Kannst du nicht den Sollwert auslesen, der verändert wurde. Das ist doch aussagekräftiger als nur den Istwert auszulesen


----------



## MSB (31 Januar 2008)

Könnte man nicht auch einfach die Temperatureingabe ensprechend begrenzen,
das gar keine "gefährlichen" Werte eingegeben werden können.
Dann ist zwar evtl. die Charge oder was auch immer Schrott, aber was solls.

In jedem Fall brauchst du zur Aufzeichnung aber den Sollwert, wie willst du sonst schlüssig nachweisen,
das wer was verstellt hat, oder einfach der Temperaturregler gesponnen hat.

Mfg
Manuel


----------



## Johannes F (1 Februar 2008)

also die eingabe begrenzen ist so eine sache, die sicherheitsabschaltung funktioniert autark von der sps mit so einem regler glaube jumo heißt die firma. die sollen die werte auch ändern können aber ab 700grad brennt magnesium einfach, auch wenn der ofen begast wird.
ja sicher schreibe ich ist und soll werte mit, schreibe sogar die personalnummer mit damit ich wirklich den verantwortlichen habe ohne lannge zu suchen wlcher bursche an der anlage gespielt hat. ja sicher datenschutz und so, aber ich kann mir das gejammer vom kunden nicht mehr anhören.


----------



## Zottel (1 Februar 2008)

Mir ist einiges unklar:
1. Wenn nur die Firma Jumo den Sollwert ändern kann, wie können das dann die Jungs von der Nachtschicht ?
2. Wenn das Ding eine Sicherheitsfunktion ist, warum unterbricht es dann  nicht sicher vor 700 Grad?

Pack doch den Heizungsregler in die SPS, dann kannst du mit persönlichem Paßwort oder sonstwas die Änderung verhindern und den Einstellbereich begrenzen.
Den Jumo-Regler verschaltest du so, daß er bei Übertemperatur hardwaremäßig die Heizung abschaltet. Den muß dann keiner mehr bedienen und er kann im verschlossenen Schalschrank verschwinden.


----------



## MSB (1 Februar 2008)

Entweder wir, du sprichst von 2 unterschiedlichen Dingen,
oder du sagst nur die hälfte.

Wenn du weißt, das Magnesium bei Temps > 700° brennt,
dann hat die sichere Abschaltung der Heizungen so zu erfolgen, das diese 700° eben nicht erreicht werden können,
notfalls mit einem zusätzlichen Thermoelement im inneren des Ofens.

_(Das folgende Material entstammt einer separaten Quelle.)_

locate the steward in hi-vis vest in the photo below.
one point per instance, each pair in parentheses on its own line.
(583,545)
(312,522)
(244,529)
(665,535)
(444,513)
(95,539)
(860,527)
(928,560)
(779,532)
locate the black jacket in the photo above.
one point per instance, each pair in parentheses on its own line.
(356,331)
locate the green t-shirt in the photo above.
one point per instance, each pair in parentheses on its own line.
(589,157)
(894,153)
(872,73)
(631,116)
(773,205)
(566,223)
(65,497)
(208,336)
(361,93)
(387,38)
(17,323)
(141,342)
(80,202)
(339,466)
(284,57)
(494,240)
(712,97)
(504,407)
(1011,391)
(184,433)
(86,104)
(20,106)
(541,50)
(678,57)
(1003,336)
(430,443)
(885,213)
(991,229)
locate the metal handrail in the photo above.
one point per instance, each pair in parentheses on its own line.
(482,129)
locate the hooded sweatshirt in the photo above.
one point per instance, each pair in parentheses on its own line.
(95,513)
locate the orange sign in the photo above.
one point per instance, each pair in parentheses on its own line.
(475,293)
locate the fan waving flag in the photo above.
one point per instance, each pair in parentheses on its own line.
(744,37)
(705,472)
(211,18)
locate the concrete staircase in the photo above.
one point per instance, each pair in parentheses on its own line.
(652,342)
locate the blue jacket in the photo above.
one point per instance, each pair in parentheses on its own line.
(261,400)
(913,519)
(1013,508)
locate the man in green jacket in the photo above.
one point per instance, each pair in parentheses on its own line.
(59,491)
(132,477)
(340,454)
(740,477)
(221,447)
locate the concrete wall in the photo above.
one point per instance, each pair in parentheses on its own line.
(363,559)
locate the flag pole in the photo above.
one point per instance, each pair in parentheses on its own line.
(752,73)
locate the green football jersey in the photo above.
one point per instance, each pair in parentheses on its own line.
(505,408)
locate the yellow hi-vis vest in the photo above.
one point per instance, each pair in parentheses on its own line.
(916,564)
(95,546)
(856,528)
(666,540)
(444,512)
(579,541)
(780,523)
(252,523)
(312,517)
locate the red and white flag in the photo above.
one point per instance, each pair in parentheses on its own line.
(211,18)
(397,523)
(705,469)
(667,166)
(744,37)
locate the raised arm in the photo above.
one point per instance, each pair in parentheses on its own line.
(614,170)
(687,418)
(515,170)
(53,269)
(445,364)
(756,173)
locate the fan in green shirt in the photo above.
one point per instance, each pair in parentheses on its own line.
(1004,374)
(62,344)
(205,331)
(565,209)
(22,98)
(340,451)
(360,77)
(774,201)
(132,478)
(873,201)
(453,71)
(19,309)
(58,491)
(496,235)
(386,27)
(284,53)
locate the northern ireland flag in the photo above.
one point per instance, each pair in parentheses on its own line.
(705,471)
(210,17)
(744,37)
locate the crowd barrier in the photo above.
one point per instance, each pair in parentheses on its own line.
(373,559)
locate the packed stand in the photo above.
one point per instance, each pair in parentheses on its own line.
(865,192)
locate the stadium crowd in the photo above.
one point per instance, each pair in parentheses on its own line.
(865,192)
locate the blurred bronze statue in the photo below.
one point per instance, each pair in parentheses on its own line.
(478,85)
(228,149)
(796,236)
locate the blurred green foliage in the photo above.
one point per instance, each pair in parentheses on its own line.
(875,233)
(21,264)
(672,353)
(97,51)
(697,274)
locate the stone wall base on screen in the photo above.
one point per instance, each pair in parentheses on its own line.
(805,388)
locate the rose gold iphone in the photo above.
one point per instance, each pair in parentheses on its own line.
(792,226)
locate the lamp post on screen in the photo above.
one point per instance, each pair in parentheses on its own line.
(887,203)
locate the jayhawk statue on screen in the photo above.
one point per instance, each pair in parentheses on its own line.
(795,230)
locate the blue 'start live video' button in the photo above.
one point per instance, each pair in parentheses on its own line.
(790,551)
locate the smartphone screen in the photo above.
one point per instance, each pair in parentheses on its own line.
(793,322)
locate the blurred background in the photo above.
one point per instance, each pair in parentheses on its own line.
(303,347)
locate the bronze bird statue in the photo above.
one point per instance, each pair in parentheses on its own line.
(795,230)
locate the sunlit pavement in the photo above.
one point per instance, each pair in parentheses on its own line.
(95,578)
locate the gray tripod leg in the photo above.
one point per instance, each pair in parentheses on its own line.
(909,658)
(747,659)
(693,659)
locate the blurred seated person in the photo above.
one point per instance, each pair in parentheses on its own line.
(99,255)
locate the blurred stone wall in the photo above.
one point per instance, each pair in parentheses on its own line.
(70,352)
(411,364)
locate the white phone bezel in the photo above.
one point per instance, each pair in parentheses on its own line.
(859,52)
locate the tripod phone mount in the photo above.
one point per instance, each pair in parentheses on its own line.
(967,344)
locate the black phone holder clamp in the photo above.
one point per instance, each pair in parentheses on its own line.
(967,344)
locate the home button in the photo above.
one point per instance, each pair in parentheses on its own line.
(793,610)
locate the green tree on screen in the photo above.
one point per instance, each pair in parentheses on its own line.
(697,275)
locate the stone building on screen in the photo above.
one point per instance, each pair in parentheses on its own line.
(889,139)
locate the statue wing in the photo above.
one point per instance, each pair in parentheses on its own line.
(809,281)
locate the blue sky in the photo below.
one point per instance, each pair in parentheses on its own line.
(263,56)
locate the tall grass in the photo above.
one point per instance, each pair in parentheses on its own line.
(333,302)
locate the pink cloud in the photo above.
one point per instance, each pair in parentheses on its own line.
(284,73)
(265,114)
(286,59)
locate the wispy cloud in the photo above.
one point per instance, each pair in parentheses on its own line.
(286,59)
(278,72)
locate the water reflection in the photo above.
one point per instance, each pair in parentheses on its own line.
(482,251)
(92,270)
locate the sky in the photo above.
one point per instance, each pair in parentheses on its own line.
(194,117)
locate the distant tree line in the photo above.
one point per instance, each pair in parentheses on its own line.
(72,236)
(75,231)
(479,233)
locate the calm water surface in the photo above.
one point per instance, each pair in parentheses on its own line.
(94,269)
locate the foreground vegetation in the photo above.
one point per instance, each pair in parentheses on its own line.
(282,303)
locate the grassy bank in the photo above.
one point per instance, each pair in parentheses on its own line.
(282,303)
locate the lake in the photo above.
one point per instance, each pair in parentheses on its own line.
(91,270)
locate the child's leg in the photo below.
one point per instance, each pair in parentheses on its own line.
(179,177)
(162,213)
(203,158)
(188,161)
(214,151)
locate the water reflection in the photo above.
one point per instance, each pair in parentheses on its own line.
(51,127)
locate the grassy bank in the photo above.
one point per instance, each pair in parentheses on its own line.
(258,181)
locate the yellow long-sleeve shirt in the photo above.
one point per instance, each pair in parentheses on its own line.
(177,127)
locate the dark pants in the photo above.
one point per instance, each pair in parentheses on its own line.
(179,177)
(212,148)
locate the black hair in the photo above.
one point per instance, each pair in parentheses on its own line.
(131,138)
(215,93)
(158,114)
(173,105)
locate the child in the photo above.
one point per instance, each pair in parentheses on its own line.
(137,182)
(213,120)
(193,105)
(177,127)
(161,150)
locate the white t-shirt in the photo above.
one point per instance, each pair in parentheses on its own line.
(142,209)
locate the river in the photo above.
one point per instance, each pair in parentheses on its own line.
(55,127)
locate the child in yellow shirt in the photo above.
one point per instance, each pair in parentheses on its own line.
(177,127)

Und das andere ist der Sollwert des Reglers, was spricht dagegen,
die Eingabe desselben Softwaremäßig auf 690° zu beschränken.
So haben die Bediener die Möglichkeit die Temperaturwerte anzupassen
UND können keine Blödsinn machen.

Mfg
Manuel


----------



## Johannes F (1 Februar 2008)

jumo ist eine firma die solche regler herstellt, eure vorschlage sind alle gut nur der ofen ist ein autarkes system ohne sps. der ofen besteht aus drei solcher jumo regler (evtl. sind sie auch von einer anderen firma) bei denen man keine grenzen fest einstellen und mit pw versehen kann. manchmal muss die temp auch über 700 grad eingestellt werden wenn sich so schlamm auf dem ofen festgesetzt hat und man ihn wieder auftauen muss. eigentlich habe ich davon auch nicht so recht die ahnung, bin zu diesem projekt dazugekommen wie die jungfrau zum kind.
mir recht es schon vollkommen aus das ich die ist und soll temp. vom sicherheitsregler des ofens bekomme.


----------



## vierlagig (1 Februar 2008)

installier doch ne kamera, da siehste gleich welcher depp den schlamm abbrennen will


----------



## Zottel (1 Februar 2008)

Johannes F schrieb:


> ...mir recht es schon vollkommen aus das ich die ist und soll temp. vom sicherheitsregler des ofens bekomme.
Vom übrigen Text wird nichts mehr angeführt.